Reshaping Of Body Tissues Using Molecular Surgery With No Scars And Incisions

Traditional surgical methods involve cutting and suturing to reshape an ear or nose, follow by scars and long recovery period. But now, scientists have identified an innovative mechanism, known as “molecular surgery” that utilizes tiny needles, electric current, and 3D-printed patterns to immediately reshape the living tissues with no surgical cuts, stitches, and hence no recovery time. The method even shows promising results inefficiently fixing immobile joints.

At the recently held event, ACS (the American Chemical Society) Spring 2019 National Meeting & Exposition, the scientists illustrated their research findings.

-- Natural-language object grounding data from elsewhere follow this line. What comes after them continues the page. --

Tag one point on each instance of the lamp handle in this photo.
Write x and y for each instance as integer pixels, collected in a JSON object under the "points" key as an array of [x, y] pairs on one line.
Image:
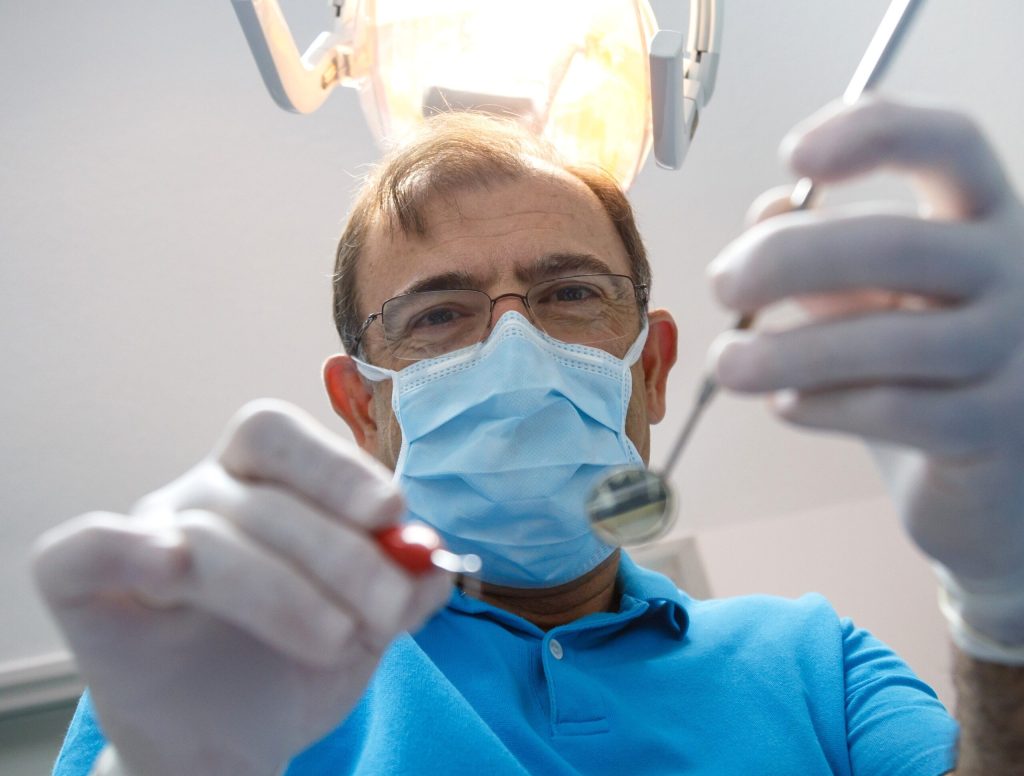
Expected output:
{"points": [[297, 83]]}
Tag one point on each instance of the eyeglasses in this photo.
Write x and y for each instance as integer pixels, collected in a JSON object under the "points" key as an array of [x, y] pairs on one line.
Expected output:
{"points": [[583, 309]]}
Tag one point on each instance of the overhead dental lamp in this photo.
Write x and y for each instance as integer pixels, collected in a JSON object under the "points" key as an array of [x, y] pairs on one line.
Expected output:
{"points": [[593, 77]]}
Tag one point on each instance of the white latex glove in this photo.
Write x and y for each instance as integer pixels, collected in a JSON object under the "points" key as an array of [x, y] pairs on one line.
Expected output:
{"points": [[916, 333], [239, 613]]}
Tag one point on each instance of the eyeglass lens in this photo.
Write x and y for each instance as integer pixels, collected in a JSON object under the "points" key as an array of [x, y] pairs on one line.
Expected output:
{"points": [[582, 309]]}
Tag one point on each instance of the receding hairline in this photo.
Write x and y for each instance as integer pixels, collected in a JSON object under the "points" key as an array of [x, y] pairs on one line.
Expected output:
{"points": [[453, 154]]}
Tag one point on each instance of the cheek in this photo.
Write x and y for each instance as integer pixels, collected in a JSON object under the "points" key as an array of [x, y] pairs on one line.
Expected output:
{"points": [[388, 431], [637, 428]]}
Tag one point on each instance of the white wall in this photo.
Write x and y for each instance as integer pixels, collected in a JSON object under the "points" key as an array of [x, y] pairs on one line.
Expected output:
{"points": [[166, 238]]}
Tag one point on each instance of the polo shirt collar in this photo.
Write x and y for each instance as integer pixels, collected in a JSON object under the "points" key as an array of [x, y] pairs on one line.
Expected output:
{"points": [[645, 596]]}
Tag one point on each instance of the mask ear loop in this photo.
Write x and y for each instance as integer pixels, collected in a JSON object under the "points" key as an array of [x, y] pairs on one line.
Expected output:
{"points": [[633, 354]]}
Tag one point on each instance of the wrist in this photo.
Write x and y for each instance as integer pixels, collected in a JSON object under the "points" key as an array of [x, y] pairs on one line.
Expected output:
{"points": [[986, 619]]}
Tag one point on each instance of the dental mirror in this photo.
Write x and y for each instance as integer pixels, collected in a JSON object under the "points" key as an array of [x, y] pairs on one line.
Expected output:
{"points": [[632, 505]]}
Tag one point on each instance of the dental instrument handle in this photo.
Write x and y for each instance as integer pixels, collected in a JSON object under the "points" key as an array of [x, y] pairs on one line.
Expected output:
{"points": [[418, 550]]}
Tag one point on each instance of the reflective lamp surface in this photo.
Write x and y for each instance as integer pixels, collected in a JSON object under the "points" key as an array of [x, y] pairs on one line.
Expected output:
{"points": [[573, 71]]}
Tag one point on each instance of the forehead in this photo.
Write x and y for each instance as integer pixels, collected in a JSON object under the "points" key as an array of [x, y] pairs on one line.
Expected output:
{"points": [[494, 236]]}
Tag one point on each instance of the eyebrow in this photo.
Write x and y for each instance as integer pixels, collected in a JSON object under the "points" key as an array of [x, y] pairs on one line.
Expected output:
{"points": [[549, 265], [442, 282]]}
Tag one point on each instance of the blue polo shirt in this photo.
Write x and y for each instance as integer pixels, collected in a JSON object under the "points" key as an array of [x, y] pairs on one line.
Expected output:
{"points": [[667, 684]]}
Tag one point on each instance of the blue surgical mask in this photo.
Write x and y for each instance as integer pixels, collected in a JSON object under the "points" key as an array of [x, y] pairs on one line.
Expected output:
{"points": [[502, 442]]}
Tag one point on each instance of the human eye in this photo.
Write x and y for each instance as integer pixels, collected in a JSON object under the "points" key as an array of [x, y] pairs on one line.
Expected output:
{"points": [[436, 316], [569, 291]]}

The researchers used an infrared beam to heat up the cartilage so that it can become flexible enough to reshape. The problem is that the technique is costly and it’s quite challenging to heat the cartilage to the extent that it becomes flexible and do not kill the live tissue. To discover a more realistic approach, the researchers passed the current through cartilage to heat it up. Easy reshaping of the tissues without warming could be done with this technique.

Cartilage is composed of tiny rigid fibers of collagen loosely entangled by biopolymers. Cartilage also comprises positively charged sodium ions as well as negatively charged proteins. Cartilage with higher charge density is stiffer than a lower charge density cartilage. The researchers found that by passing an electric current through cartilage, water in the tissue gets electrolyzed, releasing hydrogen and oxygen ions. The hydrogen ions neutralize the negative charge on the proteins and reduce the charge density making the cartilage more flexible.

The researchers tried the procedure on a rabbit by bending its one ear into a different shape using a mold. When they simply removed the mold without passing a current through the cartilage using needles, the rabbit’s ear retained back into its original shape and position. However, when the pulsating current was passed through the molt-integrated bent ear, the cartilage became soft. After turning off the current flow, the cartilage became firm again in a new shape and the mold can be later removed.